Communiqué commun Syndicat Français des Artistes interprètes (SFA) / AVFT (Association européenne contre les Violences faites aux Femmes au Travail)
Alors que les violences sexuelles dans les relations de travail n’épargnent pas le milieu du spectacle vivant en France, le mouvement « MeToo » n’a pas déclenché en son sein une augmentation de révélations des violences subies. L’expérience de l’AVFT, les témoignages recueillis par le SFA, montrent pourtant que ce milieu est concerné notamment du fait de facteurs facilitant la commission de violences sexuelles : accès au corps des comédien.nes facilité ; travail de mise en scène questionnant les ressorts émotionnels personnels de l’artiste ; semaines de travail intensives et tournées réduisant la capacité de résistance ; frontières floues entre la sphère personnelle et professionnelle ; vulnérabilité accrue par la précarité structurelle du milieu ; crainte de parler et de se « griller », notamment en cas de notoriété de l’agresseur.
Auditionnée en 2012 pour une pièce, Nadège (*), une comédienne, est retenue par le metteur en scène de la compagnie Ma quête Concept (association), N. D. Celui-ci est omniprésent sur ce projet, puisqu’il est également l’auteur de la pièce et partenaire de scène.
Le metteur en scène se rapproche très vite de la comédienne, notamment au prétexte de lui enseigner les spécificités de son rôle. Il la met en confiance, perçoit ses vulnérabilités, sous couvert de sympathie, d’intérêt « artistique » pour elle et son parcours.
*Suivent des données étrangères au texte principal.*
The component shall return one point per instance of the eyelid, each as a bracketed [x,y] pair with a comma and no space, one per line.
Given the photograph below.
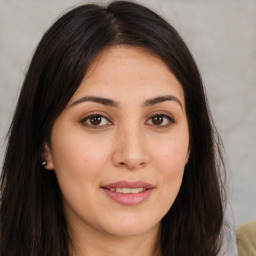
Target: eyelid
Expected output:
[162,114]
[93,114]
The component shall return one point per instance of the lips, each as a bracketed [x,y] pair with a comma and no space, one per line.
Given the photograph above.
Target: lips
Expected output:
[128,193]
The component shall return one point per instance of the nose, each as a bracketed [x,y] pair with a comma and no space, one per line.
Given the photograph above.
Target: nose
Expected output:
[130,151]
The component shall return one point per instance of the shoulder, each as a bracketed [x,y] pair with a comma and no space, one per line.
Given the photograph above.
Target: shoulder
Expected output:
[246,238]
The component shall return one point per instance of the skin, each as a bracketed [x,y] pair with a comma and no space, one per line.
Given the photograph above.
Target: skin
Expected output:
[126,144]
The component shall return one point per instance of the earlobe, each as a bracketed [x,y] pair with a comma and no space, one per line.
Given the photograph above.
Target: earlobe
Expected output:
[187,157]
[47,161]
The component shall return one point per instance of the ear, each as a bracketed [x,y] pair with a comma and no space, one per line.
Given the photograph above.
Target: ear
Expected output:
[187,156]
[47,156]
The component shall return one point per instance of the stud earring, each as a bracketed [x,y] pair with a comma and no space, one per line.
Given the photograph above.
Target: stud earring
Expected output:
[44,163]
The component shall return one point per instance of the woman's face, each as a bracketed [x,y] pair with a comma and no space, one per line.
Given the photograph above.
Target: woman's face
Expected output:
[120,146]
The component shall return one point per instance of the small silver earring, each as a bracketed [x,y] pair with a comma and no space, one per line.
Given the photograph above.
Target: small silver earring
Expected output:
[44,163]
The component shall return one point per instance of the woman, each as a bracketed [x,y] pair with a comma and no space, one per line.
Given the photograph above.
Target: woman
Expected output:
[112,150]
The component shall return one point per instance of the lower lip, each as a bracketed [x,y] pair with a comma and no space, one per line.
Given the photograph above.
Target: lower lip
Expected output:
[129,199]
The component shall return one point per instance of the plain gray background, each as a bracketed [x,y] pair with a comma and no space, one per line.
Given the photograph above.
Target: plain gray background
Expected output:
[221,35]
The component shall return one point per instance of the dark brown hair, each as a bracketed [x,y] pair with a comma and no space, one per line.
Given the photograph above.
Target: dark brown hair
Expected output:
[32,221]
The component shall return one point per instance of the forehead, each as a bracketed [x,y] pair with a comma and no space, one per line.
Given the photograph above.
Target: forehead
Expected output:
[128,71]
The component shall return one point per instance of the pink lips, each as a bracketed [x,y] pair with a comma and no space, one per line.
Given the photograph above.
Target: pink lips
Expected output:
[128,198]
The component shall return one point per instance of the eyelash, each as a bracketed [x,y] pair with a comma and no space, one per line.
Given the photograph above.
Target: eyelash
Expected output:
[84,120]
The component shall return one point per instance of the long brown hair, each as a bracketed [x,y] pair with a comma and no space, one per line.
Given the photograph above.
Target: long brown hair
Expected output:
[32,221]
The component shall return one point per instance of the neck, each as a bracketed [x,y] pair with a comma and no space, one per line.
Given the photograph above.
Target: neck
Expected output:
[100,244]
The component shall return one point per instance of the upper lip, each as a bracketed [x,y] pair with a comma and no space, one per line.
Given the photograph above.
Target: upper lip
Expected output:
[127,184]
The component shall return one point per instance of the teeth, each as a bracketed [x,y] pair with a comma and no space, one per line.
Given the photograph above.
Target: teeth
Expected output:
[127,190]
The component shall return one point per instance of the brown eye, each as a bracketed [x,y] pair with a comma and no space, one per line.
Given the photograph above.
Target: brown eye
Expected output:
[160,120]
[157,120]
[95,120]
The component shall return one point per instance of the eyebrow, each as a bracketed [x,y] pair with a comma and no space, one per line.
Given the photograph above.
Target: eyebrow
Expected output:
[112,103]
[100,100]
[154,101]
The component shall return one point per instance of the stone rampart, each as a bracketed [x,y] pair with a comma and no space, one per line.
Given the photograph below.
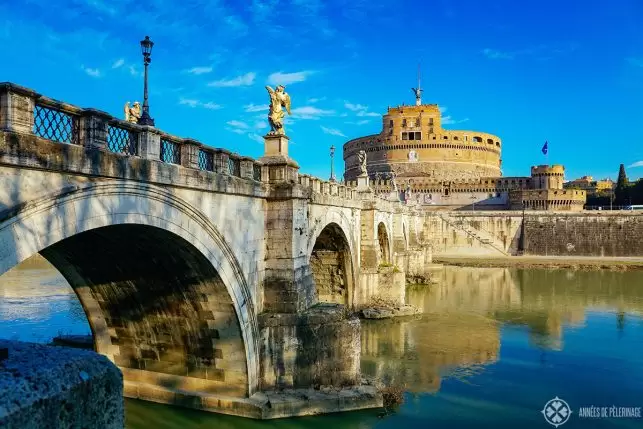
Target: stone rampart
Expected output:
[55,387]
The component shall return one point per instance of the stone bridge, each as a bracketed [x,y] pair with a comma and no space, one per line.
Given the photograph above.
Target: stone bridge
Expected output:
[211,279]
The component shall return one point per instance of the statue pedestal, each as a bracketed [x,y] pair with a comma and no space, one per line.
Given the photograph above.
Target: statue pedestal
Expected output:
[363,183]
[281,168]
[275,145]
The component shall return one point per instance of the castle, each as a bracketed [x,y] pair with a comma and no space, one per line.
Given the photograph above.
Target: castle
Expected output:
[416,160]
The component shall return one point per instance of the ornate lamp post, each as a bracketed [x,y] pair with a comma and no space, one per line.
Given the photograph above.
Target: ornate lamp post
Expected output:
[332,156]
[146,48]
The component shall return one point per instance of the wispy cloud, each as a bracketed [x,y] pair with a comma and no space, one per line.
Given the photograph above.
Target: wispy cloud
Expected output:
[310,112]
[541,52]
[359,109]
[255,137]
[332,131]
[243,80]
[191,102]
[250,108]
[637,62]
[238,124]
[355,107]
[280,78]
[93,72]
[495,54]
[199,70]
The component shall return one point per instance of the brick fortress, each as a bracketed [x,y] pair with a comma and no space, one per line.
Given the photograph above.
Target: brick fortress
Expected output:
[416,160]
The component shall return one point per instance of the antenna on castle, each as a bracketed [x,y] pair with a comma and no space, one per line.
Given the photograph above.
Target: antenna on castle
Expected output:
[418,91]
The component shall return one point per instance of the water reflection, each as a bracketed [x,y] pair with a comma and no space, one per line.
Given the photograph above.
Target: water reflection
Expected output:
[37,303]
[491,347]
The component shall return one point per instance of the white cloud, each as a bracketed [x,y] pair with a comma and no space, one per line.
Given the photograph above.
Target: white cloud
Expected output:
[249,108]
[199,70]
[360,122]
[255,137]
[280,78]
[360,109]
[355,107]
[243,80]
[238,124]
[332,131]
[310,112]
[118,63]
[373,114]
[497,55]
[638,62]
[196,103]
[93,72]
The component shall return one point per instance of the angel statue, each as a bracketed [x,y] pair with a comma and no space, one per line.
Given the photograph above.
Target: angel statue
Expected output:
[418,95]
[361,157]
[278,98]
[132,114]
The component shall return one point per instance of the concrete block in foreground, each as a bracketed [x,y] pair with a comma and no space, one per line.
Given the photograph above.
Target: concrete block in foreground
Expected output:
[54,387]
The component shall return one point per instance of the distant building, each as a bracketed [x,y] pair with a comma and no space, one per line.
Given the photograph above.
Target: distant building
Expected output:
[591,186]
[414,159]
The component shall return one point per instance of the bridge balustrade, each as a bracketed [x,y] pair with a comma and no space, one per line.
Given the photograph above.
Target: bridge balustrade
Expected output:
[25,111]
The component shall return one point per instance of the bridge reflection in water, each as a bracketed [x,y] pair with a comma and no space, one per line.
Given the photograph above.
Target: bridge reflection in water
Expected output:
[478,340]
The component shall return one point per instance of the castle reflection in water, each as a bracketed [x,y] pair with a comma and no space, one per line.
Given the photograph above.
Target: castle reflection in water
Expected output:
[459,333]
[465,311]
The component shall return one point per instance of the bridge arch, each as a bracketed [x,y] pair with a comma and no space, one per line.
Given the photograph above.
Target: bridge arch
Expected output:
[119,223]
[333,258]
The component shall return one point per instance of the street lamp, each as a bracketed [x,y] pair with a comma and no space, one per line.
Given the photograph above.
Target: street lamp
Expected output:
[332,155]
[146,48]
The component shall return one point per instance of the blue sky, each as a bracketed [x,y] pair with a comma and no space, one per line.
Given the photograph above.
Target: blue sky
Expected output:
[570,72]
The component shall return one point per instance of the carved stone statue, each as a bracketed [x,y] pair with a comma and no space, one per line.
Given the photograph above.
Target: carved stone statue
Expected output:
[132,114]
[361,157]
[278,99]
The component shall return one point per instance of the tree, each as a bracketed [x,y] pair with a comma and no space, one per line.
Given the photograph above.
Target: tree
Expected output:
[621,193]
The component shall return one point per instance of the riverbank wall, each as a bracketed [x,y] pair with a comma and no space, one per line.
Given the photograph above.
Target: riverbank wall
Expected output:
[493,234]
[46,386]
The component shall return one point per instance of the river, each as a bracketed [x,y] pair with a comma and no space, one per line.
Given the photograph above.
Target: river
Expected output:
[491,348]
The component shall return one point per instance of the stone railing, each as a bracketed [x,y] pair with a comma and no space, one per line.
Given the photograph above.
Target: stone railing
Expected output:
[22,110]
[329,188]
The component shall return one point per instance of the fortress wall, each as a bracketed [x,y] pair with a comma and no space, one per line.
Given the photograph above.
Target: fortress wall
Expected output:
[584,234]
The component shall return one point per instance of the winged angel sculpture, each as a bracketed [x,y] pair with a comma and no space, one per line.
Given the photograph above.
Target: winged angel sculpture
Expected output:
[278,100]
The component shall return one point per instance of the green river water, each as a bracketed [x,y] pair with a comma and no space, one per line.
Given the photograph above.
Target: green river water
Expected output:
[492,347]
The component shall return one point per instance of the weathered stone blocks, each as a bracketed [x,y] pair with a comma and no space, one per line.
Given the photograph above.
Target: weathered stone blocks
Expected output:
[55,387]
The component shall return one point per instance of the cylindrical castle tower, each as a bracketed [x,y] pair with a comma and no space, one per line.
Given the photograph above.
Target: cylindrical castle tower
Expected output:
[413,144]
[548,176]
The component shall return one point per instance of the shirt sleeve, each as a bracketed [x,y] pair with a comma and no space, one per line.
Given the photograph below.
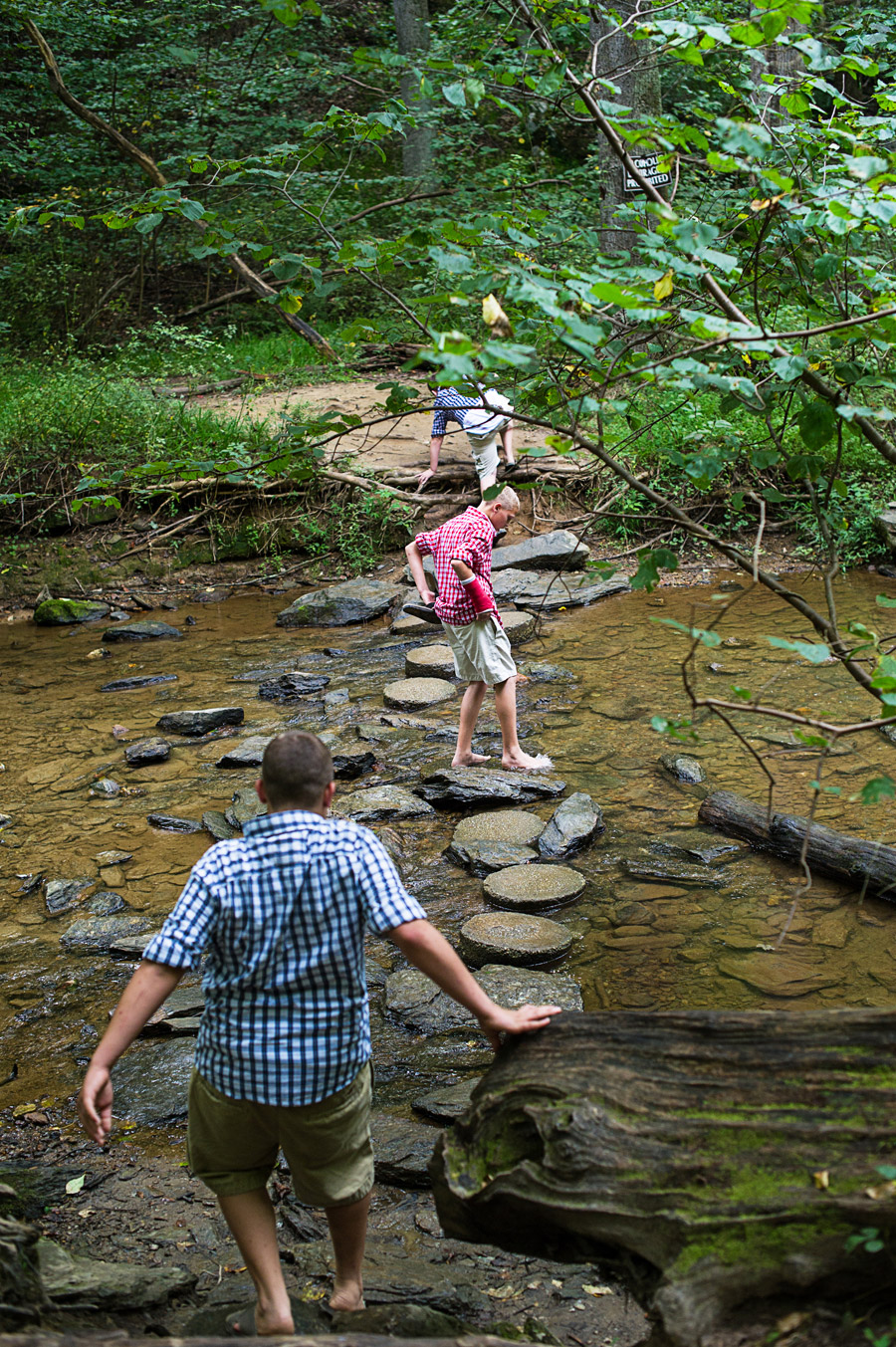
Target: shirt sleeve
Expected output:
[183,937]
[385,900]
Le cadre des rencontres professionnelles dans des lieux publics (cafés, etc), très courant dans le milieu des petites compagnies, lui permet facilement de glisser sur un terrain privé.
Rapidement, le metteur en scène harcèle la comédienne par le biais notamment de correspondances (courriels, lettres, textos) parfois violentes, de compliments déplacés sur son physique, d’immixtions régulières dans sa vie privée et sentimentale …
En parallèle, le metteur en scène lui propose sans cesse de nouveaux projets, souvent engagés politiquement, notamment au sein du dispositif « Jeunes pour l’égalité » et sur le sujet des violences faites aux femmes ! Ces projets permettent à l’artiste, pour la première fois, de vivre de son métier (et en adéquation avec ses valeurs, que le metteur en scène connaît), mais entretiennent en réalité sa dépendance économique vis-à-vis de l’association, son seul employeur.
Tout au long de la relation professionnelle, il octroie des phases de répit à Nadège, qui pense ainsi que les violences ont cessé, qu’il a compris, mais le harcèlement sexuel reprend avec des actes qui iront crescendo jusqu’à des attouchements sexuels et pénétrations non consenties.
Bien que ces contrats lui assurent une régularité rassurante de revenus et la garantie du droit au régime de l’intermittence, Nadège parvient à mettre un terme définitif à la relation de travail en juin 2014.
Elle porte plainte en 2015 pour viols et agressions sexuelles, soutenue par l’AVFT. La plainte sera classée sans suite, comme dans environ 70 % des cas. Toujours accompagnée par l’AVFT, et désormais soutenue par le Syndicat français des artistes interprètes (le SFA, affilié à la CGT), Nadège saisit le Conseil de prud’hommes de Créteil en 2016 pour harcèlement sexuel et violation par l’employeur de son obligation de sécurité de résultat.
L’association Ma Quête Concept n’ayant visiblement aucun argument, se met en cessation de paiement la veille de l’audience, organisant sa liquidation judiciaire. Le metteur en scène échappe ainsi à ses responsabilités et recréé une autre association, Ma Quête, toujours en activité...
La persévérance de Nadège, les connaissances du SFA sur les spécificités du milieu artistique, répondant à celles de l’AVFT sur la réalité du harcèlement sexuel, ont porté leur fruit. Dans un jugement du 25 avril 2019, le Conseil de prud’hommes de Créteil reconnaît le harcèlement sexuel.
Nadège obtient 10 000 euros de dommages et intérêts, et 3 000 euros pour violation de l’obligation de sécurité de résultat (préjudice causé par les manquements de l’employeur, qui doit garantir la santé et la sécurité des travailleurs et travailleuses).
Malgré les contestations des avocats du Mandataire liquidateur et de l’AGS, les juges ont fait abstraction du classement sans suite de la plainte. Ils ont retenu la valeur probante des pièces issues de la procédure pénale (nombreux témoignages notamment), ainsi que :
- « De nombreuses correspondances manuscrites [du metteur en scène] faisant état des sentiments et des émois physiques qu’elle [l’artiste] lui inspire
- Plusieurs emails professionnels [du metteur en scène] comportant des termes allusifs non professionnels
- Des emails violents émanant du cercle familial [du metteur en scène]
- De nombreux courriers ou emails [du metteur en scène] (…) par lesquels il reconnaît les faits et avoir fait du mal à [l’artiste]. »
Ce très bon jugement, qui n’a pas fait l’objet d’un appel, est le premier à notre connaissance à statuer sur une situation de harcèlement sexuel dans le milieu spécifique du théâtre associatif.
Souhaitons qu’il donne espoir aux artistes qui y travaillent : il est possible d’obtenir une reconnaissance judiciaire de la réalité du harcèlement sexuel subi.